Ces exemples doivent nous inspirer. Si nous voulons préserver nos droits fondamentaux, nous ne pouvons pas baisser la garde. Nous devons continuer à lutter. Il y va de la survie de nos droits fondamentaux. Il y va de notre survie en tant que syndicalistes.
Le projet de loi « anti-casseurs » du Ministre Van Quickenborne qui est actuellement sur la table du Gouvernement est une autre épée de Damoclès au-dessus de nos têtes. Ce projet de réforme du droit pénal vise une interdiction de manifester qui ciblerait, d’après les dires du Gouvernement, uniquement les « casseurs ». Nous n’y croyons pas. Malgré les amendements apportés entre-temps sur le texte, celui-ci reste encore trop flou et ne met pas les manifestations, les grèves ou encore les manifestations « idéologiques » de tous poils à l’abri de sanctions pénales et d’interdictions de manifester. C’est une nouvelle menace claire à l’encontre de nos libertés syndicales. Avaliser ce projet, c’est ouvrir la porte à de nouvelles dérives inacceptables à l’encontre de nos droits syndicaux. Nous ne l’accepterons pas. Continuons le combat.

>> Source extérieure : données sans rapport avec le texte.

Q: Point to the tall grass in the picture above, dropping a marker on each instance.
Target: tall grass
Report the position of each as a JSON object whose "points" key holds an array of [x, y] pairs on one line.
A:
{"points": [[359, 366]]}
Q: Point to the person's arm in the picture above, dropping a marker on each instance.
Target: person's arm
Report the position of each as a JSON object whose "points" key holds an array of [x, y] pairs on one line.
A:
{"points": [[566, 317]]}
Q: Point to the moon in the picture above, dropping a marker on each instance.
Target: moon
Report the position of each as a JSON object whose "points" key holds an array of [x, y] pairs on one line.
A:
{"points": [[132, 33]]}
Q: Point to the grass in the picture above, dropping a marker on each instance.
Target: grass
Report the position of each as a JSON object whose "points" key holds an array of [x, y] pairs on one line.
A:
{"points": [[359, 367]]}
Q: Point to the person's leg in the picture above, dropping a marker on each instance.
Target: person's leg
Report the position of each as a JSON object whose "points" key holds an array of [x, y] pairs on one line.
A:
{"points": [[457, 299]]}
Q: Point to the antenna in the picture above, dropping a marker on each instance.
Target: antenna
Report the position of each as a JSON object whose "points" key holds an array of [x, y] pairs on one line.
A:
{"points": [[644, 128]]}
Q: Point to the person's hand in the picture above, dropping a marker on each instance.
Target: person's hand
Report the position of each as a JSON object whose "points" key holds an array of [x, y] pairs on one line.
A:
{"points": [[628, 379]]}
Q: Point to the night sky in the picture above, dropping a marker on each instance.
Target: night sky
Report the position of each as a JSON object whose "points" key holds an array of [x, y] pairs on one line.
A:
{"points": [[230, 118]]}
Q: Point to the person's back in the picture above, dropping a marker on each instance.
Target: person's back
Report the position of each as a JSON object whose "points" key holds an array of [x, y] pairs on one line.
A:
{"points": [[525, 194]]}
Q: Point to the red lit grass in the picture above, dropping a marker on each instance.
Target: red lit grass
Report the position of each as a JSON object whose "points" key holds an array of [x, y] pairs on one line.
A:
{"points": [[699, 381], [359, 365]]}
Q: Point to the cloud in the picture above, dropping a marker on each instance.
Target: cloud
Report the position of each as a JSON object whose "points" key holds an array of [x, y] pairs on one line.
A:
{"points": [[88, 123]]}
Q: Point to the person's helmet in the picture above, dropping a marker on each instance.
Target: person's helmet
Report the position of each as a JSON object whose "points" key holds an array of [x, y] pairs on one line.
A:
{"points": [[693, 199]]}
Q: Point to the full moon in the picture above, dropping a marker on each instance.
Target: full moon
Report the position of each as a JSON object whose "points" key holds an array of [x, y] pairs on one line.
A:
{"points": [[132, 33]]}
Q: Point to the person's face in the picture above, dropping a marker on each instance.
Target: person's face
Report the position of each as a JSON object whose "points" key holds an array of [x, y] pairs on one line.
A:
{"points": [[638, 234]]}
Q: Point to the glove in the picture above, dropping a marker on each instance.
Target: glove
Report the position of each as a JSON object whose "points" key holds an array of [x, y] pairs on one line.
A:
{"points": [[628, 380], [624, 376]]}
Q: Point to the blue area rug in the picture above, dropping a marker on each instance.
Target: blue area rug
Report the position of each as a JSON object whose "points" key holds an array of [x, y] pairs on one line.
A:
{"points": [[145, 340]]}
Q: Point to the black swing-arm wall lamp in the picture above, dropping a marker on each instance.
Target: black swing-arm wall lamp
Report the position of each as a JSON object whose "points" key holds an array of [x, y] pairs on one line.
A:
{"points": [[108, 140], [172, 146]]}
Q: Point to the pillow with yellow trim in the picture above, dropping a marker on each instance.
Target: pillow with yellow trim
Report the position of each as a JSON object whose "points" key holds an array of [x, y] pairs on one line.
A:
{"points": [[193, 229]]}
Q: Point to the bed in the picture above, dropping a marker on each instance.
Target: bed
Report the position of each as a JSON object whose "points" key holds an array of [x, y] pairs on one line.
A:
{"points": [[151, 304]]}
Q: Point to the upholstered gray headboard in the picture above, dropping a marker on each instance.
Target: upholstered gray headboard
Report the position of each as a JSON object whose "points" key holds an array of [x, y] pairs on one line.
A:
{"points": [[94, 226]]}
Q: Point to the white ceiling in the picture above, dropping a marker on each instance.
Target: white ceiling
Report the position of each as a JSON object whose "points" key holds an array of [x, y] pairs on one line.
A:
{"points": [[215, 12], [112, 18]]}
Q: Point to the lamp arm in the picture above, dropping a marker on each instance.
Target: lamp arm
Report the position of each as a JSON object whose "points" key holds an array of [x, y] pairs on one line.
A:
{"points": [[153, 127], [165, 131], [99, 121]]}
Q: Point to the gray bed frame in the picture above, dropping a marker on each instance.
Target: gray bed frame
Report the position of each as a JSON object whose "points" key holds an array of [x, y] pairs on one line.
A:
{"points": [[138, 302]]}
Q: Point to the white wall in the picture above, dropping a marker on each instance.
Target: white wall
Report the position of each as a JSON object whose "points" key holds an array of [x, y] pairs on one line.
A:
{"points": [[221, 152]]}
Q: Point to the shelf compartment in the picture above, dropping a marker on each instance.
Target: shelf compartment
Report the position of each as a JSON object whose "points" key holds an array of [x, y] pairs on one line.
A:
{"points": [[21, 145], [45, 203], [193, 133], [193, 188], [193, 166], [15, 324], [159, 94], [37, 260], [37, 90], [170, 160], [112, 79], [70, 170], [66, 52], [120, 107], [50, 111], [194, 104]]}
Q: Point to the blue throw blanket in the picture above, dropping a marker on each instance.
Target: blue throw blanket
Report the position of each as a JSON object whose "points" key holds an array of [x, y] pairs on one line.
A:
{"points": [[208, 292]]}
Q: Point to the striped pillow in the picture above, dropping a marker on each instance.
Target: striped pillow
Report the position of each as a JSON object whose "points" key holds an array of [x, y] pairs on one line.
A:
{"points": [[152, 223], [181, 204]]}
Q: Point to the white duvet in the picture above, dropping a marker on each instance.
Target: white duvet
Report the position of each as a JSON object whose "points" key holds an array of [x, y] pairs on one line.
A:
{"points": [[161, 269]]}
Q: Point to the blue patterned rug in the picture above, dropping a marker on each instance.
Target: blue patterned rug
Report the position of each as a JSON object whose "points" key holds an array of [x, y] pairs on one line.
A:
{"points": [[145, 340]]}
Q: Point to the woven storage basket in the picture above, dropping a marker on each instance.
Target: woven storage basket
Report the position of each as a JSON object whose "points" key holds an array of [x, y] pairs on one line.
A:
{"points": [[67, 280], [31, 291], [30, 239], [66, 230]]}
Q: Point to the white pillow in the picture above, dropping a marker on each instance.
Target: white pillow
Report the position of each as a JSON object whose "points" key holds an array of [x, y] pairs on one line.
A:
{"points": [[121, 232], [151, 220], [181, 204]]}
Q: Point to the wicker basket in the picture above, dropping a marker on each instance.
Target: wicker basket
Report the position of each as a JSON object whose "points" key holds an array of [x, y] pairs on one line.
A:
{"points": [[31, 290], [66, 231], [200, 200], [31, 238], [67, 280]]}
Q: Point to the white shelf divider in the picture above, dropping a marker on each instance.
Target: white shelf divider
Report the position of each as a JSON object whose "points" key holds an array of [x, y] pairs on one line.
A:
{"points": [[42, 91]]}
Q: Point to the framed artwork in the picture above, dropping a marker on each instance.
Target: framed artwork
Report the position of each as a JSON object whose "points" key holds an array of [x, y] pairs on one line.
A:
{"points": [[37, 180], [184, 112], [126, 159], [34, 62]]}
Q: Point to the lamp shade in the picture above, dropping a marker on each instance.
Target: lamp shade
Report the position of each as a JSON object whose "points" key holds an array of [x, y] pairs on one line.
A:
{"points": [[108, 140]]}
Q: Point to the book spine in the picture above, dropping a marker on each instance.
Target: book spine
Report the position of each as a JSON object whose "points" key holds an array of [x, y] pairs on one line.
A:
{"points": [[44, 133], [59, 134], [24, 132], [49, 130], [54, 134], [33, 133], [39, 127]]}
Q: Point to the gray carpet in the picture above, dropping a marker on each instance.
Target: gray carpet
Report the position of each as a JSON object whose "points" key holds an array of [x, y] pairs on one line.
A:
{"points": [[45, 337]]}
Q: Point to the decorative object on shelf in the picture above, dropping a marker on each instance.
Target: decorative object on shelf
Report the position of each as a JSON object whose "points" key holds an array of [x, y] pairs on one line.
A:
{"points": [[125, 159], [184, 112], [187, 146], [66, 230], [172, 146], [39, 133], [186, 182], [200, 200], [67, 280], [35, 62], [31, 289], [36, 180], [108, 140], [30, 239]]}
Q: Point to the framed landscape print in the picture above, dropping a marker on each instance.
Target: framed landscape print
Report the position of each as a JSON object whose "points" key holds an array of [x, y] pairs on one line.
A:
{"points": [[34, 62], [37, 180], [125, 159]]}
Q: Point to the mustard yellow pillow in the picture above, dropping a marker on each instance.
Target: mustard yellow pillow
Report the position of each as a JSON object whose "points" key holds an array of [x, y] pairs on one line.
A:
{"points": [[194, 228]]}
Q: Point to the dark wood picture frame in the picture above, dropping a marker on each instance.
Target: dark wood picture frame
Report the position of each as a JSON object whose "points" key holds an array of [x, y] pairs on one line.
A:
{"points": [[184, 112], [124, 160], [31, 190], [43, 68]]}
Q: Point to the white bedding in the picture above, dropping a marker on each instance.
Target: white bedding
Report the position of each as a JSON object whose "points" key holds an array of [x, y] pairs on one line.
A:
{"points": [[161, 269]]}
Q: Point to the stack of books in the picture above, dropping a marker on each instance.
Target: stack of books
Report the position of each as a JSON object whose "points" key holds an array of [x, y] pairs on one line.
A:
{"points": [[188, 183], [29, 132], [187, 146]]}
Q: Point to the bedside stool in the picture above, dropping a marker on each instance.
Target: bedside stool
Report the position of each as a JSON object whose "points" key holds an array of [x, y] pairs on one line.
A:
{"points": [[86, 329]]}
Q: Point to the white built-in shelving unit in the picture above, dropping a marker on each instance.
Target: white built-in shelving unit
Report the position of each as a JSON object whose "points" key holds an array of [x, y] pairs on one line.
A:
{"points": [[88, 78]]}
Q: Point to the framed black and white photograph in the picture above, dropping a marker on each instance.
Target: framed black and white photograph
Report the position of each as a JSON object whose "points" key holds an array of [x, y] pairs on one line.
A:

Le Comité fédéral veut rappeler que dans moins d’un an, nous irons aux urnes dans les entreprises pour le renouvellement des CE, des CPPT et des DS. Dans un an presque jour pour jour, nous irons également aux urnes pour élire nos futurs gouvernements. Il ne faudra pas s’étonner que certains électeurs aillent vers l’extrême droite tant le sentiment de « tous pourris », du « petit toujours spolié » sera grand. Toucher aux droits fondamentaux comme le droit à l’expression libre (qui plus est lors de manifestations), le droit de grève ou encore le droit à la représentation syndicale, c’est toucher à la démocratie, c’est renforcer les mécanismes d’exclusion, c’est affaiblir les contrepouvoirs démocratiques que sont les syndicats. Il ne faudra
pas se plaindre quand les citoyens iront vers des partis avec des leaders populistes dont le progrès social et les droits fondamentaux ne seront pas la priorité.